Szkoda jednak mocy w liniowe stabilizacje...
: wtorek 16 wrz 2008, 00:31
autor: rzymo
Calineczka pisze:
kwestia tego ile diodek chcesz zasilać i jakim prądem.
Szkoda jednak mocy w liniowe stabilizacje...
Zastanawiam się nad zwiększeniem prądu i wersją 2.0
mojej lampki, obecnie:
- 2x SSC P4 bin U szeregowo @ 0.45A (Vf=6.38v; 6.50v @ 0.5A, 6.62v @ 0.6A, wyżej nie sprawdzałem),
- driver Edima, stabilizacja od 7.19-7.20V przy 0.45A na diodach.
: wtorek 16 wrz 2008, 01:32
autor: Steff.k
Zasilam Q5 z Dx oraz SSC P4 z Kai bezpośrednio z 18650 lub 16340 i nic się nie dzieje. Generalnie nie polecam takiego rozwiązania, ale w razie czego diody to wytrzymują.
: wtorek 16 wrz 2008, 08:57
autor: Bocian
Że Q5 to jeszcze jestem sobie w stanie wyobrazić (wysokie Vf w normie) ale SSC P4
toć one w większości wskakują po chwili z liona 4V na 1.5A!!! Przerzuciłem i porównałem ich już ~100szt. i nie stwierdziłem znacznych odstępstw od tej reguły. Musiałem trafić jakiś naprawdę wyjątkowy egzemplarz...
: wtorek 16 wrz 2008, 11:42
autor: Steff.k
Zgadza się, SSC P4 wskakuje 1.5 A. Ale przecież niedługo spada.

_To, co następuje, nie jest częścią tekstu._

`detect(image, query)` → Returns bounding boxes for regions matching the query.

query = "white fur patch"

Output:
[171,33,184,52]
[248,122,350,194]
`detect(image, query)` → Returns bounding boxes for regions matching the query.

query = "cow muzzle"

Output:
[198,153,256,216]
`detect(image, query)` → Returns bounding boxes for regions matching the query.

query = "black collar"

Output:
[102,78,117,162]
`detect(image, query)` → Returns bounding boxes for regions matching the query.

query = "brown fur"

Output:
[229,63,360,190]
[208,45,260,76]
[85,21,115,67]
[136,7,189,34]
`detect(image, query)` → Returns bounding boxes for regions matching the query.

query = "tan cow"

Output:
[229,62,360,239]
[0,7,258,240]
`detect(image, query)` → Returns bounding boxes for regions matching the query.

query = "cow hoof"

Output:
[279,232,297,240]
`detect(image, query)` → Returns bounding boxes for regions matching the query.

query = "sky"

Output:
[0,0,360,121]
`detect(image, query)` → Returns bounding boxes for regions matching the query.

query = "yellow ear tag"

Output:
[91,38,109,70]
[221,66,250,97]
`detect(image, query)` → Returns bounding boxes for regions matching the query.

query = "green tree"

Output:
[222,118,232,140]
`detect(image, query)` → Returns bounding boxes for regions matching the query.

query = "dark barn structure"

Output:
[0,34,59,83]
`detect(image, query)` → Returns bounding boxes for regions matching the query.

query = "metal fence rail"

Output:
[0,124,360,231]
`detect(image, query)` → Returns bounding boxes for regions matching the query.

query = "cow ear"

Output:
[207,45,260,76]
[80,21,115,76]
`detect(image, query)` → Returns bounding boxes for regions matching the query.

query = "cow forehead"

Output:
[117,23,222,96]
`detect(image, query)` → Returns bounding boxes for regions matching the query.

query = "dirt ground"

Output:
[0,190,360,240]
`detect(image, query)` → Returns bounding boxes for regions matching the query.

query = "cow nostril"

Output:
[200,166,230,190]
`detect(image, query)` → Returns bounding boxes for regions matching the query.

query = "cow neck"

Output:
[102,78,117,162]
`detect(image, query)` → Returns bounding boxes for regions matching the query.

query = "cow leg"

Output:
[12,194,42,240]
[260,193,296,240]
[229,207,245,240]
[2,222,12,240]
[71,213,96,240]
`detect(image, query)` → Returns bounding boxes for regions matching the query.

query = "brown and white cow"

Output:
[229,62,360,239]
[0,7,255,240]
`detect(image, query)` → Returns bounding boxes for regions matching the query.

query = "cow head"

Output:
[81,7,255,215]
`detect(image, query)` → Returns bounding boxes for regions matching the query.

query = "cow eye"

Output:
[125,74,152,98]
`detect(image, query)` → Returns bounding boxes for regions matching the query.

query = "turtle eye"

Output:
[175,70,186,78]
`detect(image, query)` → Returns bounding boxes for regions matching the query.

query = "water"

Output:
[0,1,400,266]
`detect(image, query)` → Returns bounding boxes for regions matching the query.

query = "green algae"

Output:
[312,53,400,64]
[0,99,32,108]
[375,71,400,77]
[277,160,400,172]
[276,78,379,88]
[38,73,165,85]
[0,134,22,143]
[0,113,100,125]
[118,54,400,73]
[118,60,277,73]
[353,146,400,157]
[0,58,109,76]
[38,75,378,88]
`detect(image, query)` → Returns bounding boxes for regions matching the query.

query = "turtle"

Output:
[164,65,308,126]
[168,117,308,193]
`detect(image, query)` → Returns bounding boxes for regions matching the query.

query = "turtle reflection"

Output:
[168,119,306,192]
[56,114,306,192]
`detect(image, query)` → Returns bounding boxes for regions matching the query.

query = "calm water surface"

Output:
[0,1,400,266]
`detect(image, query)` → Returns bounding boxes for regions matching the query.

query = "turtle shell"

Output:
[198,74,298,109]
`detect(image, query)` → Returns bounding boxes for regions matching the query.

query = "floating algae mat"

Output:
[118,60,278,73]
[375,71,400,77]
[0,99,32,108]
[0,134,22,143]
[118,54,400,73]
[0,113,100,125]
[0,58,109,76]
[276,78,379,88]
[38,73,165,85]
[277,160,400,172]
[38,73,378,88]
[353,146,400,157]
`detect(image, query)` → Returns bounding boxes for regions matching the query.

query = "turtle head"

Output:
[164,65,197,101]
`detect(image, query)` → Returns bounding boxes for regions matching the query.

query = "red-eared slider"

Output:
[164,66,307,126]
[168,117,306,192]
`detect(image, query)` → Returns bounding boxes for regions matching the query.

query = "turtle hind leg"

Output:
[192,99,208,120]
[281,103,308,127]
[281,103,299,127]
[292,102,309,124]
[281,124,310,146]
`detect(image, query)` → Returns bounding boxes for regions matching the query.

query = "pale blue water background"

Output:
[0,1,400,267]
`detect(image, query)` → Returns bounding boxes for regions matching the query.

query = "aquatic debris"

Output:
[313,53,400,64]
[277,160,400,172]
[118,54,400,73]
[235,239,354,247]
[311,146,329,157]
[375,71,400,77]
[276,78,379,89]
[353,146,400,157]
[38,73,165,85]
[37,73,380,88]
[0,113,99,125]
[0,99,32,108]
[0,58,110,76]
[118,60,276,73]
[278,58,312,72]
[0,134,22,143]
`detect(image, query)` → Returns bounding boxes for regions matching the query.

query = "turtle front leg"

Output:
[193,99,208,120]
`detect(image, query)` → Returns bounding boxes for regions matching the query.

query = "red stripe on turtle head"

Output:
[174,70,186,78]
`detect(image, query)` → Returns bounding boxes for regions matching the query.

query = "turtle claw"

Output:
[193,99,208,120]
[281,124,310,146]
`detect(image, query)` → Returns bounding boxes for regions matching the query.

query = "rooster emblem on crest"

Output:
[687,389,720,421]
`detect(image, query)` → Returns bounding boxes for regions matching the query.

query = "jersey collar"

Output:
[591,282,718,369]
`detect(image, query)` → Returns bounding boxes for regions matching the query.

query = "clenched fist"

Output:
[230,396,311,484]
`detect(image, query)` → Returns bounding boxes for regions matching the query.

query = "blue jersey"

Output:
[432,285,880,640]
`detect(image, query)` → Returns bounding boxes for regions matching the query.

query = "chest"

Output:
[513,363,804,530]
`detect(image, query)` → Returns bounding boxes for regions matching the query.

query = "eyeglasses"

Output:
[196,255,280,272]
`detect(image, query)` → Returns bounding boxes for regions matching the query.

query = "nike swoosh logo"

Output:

Latarka ma już wyświeconych kilkanaście godzin i działa dalej. Niedługo doczeka się oczywiście jakiegoś AMC
.
ED: Jeszcze dodam że dioda jest przylutowana bezpośrednio, bez stara, do blachy mosiężnej 0.8 mm, która styka się z kolejną blachą i oddaje ciepło na bocioobudowe
: wtorek 16 wrz 2008, 11:50
autor: Bocian
Do zasilania na żywca za Liona 18650 polecam emitery Edison-opto (EDEW-KLC8-B3/B5) w zależności od danego egzemplarza potrafią wskoczyć nawet na 1,6A ale z reguły przeżywają to
Emiter SSC P4 nie są niestety z natury już tak wytrzymałe (w stałym użytkowaniu moim skromnym zdaniem 1A to jest świat i ludzie dla nich
). Toż to według specyfikacji producenta emter 1W (zasilany 350mA
). Często miewałem egzemplarze SSC które przy 1.2A mimo dobrego chłodzenia wchodziły już w niebieskawy odcień co nic dobrego nie wróży (świadczy o przeciążonej prądowo/temperaturowo strukturze)... Na koniec jeśli decydujesz się na zasilanie total Direct to po naładowaniu 18650tki odłóż ja na dwa, trzy dni żeby odleżakowała wtedy trochę bezpieczniej na starcie;)
: wtorek 16 wrz 2008, 12:08
autor: Steff.k
To ta moja SSC siakaś dziwna. Przy tym "chorym"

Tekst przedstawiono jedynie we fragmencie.